Finding toilets  free of the mosquito eggs which seem to be pervasive and invasive within the community was only slightly better off than not finding a toilet at all, it seems, and students in one of the schools I visited, confessed to wanting to drop out because of having to wait for over a half hour at a time to relieve their bladders, with only two latrines for 1400 students.

The longer piece will be completed and printed by our NY office on Sunday, but in the mean time, finding out that getting your period has had some dire consequences, until fairly recently, with the introduction of about a two dozen toilets each in the two schools I visited in Sylhet, was interesting.

Discussing Menstruation in All Sorts of Previously Unexplored Manners

Being the only woman in a room filled with men who are discussing how menstruation is never discussed was indeed a novel experience, and I found myself having to continually keep a straight face and then further pushing my boundaries by having to speak with two adolescent girls, both shy and captivating, who described how they felt like they were dying, when they first saw streaks of blood on their underwear.

Womanhood is already traumatic because of the bloody rites of passage which accompany it, but more girls are now entering school than ever before, thanks to inspiring progress over the past two decades. The gender gap in primary school enrollment has narrowed considerably. 

However, many girls – particularly the most marginalized – continue to be deprived of this most basic right. Even as enrolment rates rise, completion rates for girls lag in a large number of countries. The picture especially worsens as girls reach secondary education.

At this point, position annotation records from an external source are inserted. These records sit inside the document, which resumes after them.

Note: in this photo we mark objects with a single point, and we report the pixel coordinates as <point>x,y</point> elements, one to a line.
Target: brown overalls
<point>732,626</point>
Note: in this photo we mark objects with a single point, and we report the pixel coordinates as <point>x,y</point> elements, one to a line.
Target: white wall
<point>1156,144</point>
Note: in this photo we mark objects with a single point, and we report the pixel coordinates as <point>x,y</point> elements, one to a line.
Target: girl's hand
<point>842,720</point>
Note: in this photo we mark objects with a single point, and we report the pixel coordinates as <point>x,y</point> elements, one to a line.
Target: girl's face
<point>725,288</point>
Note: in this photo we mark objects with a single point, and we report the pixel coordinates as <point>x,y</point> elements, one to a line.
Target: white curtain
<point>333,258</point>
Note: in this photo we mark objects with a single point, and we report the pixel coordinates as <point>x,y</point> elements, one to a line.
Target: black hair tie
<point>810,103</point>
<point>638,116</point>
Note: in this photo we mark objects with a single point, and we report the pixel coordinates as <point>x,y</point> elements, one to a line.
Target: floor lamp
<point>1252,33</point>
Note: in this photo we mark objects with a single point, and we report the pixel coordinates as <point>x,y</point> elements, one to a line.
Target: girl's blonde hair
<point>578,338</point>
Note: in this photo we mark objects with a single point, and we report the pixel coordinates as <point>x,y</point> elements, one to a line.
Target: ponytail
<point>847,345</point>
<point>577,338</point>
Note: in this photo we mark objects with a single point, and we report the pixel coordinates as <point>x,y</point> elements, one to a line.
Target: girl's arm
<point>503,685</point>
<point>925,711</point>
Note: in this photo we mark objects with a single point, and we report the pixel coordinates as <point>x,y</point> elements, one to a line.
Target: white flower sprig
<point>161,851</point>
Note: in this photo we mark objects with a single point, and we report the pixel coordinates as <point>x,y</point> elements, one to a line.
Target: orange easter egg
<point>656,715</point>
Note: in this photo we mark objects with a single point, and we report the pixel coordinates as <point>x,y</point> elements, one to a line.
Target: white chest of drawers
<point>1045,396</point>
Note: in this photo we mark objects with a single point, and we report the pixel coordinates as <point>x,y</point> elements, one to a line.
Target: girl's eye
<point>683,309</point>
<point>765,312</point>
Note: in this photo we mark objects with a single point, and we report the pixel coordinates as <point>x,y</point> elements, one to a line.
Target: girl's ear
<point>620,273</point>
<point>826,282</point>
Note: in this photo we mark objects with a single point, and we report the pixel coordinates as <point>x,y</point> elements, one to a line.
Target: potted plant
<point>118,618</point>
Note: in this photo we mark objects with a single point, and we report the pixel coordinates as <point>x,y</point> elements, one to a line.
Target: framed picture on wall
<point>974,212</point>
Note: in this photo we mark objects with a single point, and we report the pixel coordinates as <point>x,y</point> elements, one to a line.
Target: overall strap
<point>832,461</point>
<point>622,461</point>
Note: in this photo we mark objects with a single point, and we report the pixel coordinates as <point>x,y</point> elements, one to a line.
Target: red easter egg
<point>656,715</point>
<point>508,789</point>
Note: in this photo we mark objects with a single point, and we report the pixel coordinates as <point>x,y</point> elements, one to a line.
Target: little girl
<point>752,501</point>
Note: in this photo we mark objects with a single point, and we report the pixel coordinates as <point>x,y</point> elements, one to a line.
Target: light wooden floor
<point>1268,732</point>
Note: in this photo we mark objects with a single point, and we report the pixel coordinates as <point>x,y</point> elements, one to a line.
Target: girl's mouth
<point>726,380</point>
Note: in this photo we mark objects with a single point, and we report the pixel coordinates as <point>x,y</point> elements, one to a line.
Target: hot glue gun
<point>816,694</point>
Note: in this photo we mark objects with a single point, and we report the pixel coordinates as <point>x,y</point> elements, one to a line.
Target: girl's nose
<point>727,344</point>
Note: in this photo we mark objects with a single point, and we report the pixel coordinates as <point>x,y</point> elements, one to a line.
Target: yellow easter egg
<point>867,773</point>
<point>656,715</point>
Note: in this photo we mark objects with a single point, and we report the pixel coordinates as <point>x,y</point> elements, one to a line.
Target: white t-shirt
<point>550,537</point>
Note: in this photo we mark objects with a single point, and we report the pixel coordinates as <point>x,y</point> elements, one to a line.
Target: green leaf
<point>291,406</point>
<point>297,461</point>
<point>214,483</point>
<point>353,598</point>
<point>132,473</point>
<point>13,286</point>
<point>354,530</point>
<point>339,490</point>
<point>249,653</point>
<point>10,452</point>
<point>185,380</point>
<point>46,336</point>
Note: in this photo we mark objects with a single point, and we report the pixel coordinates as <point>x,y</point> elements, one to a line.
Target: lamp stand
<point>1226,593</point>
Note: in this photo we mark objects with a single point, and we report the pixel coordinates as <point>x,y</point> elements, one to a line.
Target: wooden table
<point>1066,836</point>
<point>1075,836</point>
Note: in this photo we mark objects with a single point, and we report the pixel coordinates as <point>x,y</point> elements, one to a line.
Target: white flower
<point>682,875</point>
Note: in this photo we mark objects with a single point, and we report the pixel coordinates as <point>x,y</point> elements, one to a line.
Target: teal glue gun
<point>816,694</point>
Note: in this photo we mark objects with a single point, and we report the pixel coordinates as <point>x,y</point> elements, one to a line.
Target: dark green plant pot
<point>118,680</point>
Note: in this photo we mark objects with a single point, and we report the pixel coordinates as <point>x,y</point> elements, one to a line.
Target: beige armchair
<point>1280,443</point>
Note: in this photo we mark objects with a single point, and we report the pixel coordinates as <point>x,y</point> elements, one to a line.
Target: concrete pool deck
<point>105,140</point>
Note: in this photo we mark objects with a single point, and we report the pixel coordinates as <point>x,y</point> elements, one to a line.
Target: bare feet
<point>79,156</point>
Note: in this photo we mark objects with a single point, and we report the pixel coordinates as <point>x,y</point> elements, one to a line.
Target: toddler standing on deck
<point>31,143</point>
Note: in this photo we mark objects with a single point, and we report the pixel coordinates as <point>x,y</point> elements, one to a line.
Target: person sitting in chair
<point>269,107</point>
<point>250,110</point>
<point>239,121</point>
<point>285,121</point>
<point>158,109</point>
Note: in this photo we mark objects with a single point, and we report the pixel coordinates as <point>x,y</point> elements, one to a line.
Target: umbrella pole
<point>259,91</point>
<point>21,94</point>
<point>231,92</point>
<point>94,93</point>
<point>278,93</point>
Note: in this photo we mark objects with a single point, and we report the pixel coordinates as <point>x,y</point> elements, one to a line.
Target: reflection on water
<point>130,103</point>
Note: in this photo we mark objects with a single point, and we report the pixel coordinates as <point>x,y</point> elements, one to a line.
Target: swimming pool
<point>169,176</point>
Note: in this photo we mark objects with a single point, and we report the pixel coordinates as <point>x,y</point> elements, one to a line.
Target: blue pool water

Secondary education in particular can be a powerful transformative force, not just for girls themselves but for entire societies. Girls’ education is the one consistent factor that can positively influence not only the lives of girls themselves, but practically every desired development outcome: from reducing child and maternal mortality, to ending poverty and achieving equitable growth, and changing social norms. The transformative potential of girls’ education has yet to be realized.

Using innovative solutions for improving girls’ education that are not only more creative, but also more effective, efficient, sustainable and just is a means of ensuring that girls remain able to address and negotiate their own futures.

I came back feeling rejuvenated after learning about how these messages of hygiene are being promoted through an infrastructural overhaul, alongside committing to educating student leaders who will bring back said messages to their communities.


6 thoughts on “Education on Puberty in Rural Bangladesh

  1. An interesting post, The title freaked me out a bit but I am ok with odd posts “Menstruation, and Public Toilets in Rural Bangladesh”. It covers the point well but may scare many away from reading it. With the warmest regards, Andy

    • It freaked me out too, when I had to sit in the room and suddenly everyone was talking about menstruation. I see what you mean though… Maybe a change is in order.

  2. No man may be inclined to ever read such taboo topics unless forced to by his wife. The topic was was very informative. The title thou was concise and direct, just maybe a bit to direct to drive in attention from a non science male. That said I enjoyed and learned a lot, for that many thanks, Andy

  3. i do hope there is change in breaking the silence, and helping to address the taboo . WASH United and 36 other organisations are working hard to make 28th May Menstrual Hygiene Day

    we would be very very interested to know about the film! Is it private or was it by chance for BRAC, WaterAid ?
    We are always looking for resources such as films to share with our partners worldwide and to share with other media contacts to address the issue.